Thuong Ha^1,2,3, Genomic Autopsy Study Research Network, *Christopher Barnett^3,4,5, *Hamish Scott^1,2,3,6,7

¹Department of Genetics and Molecular Pathology, SA Pathology, Adelaide, Australia; ²Centre of Cancer Biology, alliance between SA Pathology and UniSA, Adelaide, Australia; ³Adelaide Medical School, University of Adelaide, Adelaide, Australia; ⁴Paediatric and Reproductive Genetics Unit, Women's and Children's Hospital, Adelaide, Australia; ⁵Australian Genomics, Melbourne, Australia; ⁶ACRF Cancer Genomics Facility, SA Pathology, Adelaide, Australia, Australia; ⁷Clinical and Health Sciences Unit, University of South Australia, Adelaide, Australia

In Australia, 6 babies are stillborn and 2 die within 28 days of life. Using genomic autopsy as an adjunct for standard autopsy, a definitive diagnosis can be established in 20% of families with pregnancy loss and perinatal death, while another 20% had a candidate diagnosis requiring further investigations. From a study cohort of >400 families, 60% of families remain unresolved following clinical exome (ES) and genome (GS) analysis.

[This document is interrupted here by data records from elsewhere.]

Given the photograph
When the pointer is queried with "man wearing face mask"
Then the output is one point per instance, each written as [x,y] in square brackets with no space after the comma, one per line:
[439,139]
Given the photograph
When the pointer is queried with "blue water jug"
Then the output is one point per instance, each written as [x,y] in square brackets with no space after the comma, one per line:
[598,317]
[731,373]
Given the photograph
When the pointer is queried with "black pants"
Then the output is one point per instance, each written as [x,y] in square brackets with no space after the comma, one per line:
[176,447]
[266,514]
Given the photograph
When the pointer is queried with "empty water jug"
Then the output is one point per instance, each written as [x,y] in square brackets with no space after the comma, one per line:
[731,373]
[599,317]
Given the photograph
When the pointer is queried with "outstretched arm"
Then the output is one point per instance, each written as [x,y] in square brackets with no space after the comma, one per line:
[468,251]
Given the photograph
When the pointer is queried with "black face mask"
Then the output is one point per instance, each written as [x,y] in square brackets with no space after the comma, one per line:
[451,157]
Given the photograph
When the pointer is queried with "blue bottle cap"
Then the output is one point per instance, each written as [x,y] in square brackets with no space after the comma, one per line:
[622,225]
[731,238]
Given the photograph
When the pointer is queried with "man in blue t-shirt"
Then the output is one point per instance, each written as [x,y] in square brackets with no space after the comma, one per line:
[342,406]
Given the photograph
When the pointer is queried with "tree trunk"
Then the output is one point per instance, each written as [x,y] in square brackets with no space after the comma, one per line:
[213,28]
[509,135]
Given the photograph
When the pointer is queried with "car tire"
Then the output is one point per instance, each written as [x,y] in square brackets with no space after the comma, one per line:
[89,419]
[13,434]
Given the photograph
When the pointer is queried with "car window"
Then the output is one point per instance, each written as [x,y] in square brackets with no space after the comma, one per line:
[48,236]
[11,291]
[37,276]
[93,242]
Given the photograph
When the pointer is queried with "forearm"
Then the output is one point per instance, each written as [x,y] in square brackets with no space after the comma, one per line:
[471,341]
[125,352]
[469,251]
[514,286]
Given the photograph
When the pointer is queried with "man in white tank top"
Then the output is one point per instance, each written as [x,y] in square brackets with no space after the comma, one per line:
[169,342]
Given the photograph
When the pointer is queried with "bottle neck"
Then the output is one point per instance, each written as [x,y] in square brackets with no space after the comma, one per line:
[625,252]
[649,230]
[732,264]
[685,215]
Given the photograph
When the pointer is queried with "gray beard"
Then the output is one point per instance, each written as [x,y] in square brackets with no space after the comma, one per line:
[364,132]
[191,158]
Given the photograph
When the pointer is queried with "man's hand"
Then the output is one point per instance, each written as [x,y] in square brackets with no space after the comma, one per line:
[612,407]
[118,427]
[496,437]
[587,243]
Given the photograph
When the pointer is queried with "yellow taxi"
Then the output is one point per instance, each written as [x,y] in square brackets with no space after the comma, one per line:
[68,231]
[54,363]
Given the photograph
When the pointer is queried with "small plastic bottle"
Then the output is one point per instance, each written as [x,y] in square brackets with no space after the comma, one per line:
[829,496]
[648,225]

Using a systematic translational framework, we aim to increase the number of candidate and definitive diagnosis in families with negative ES and GS clinical findings. For consented families, genotype and phenotype data were shared with national and international programs for periodic reanalysis. All candidate variants and genes of uncertain significance were genematched. For cases with clinically accessible tissues, RNA and methylation studies were performed for the detection of aberrant splicing and episignatures. Mouse models for novel (potentially lethal) autosomal recessive disorders were established.

Periodic analysis of existing genomic data, with an adjunct functional framework, has provided genetic and experimental evidence for novel disease-gene associations, and variant reclassifications, facilitating clinical prenatal testing. 

*NB: Scott and Barnett are senior coauthors.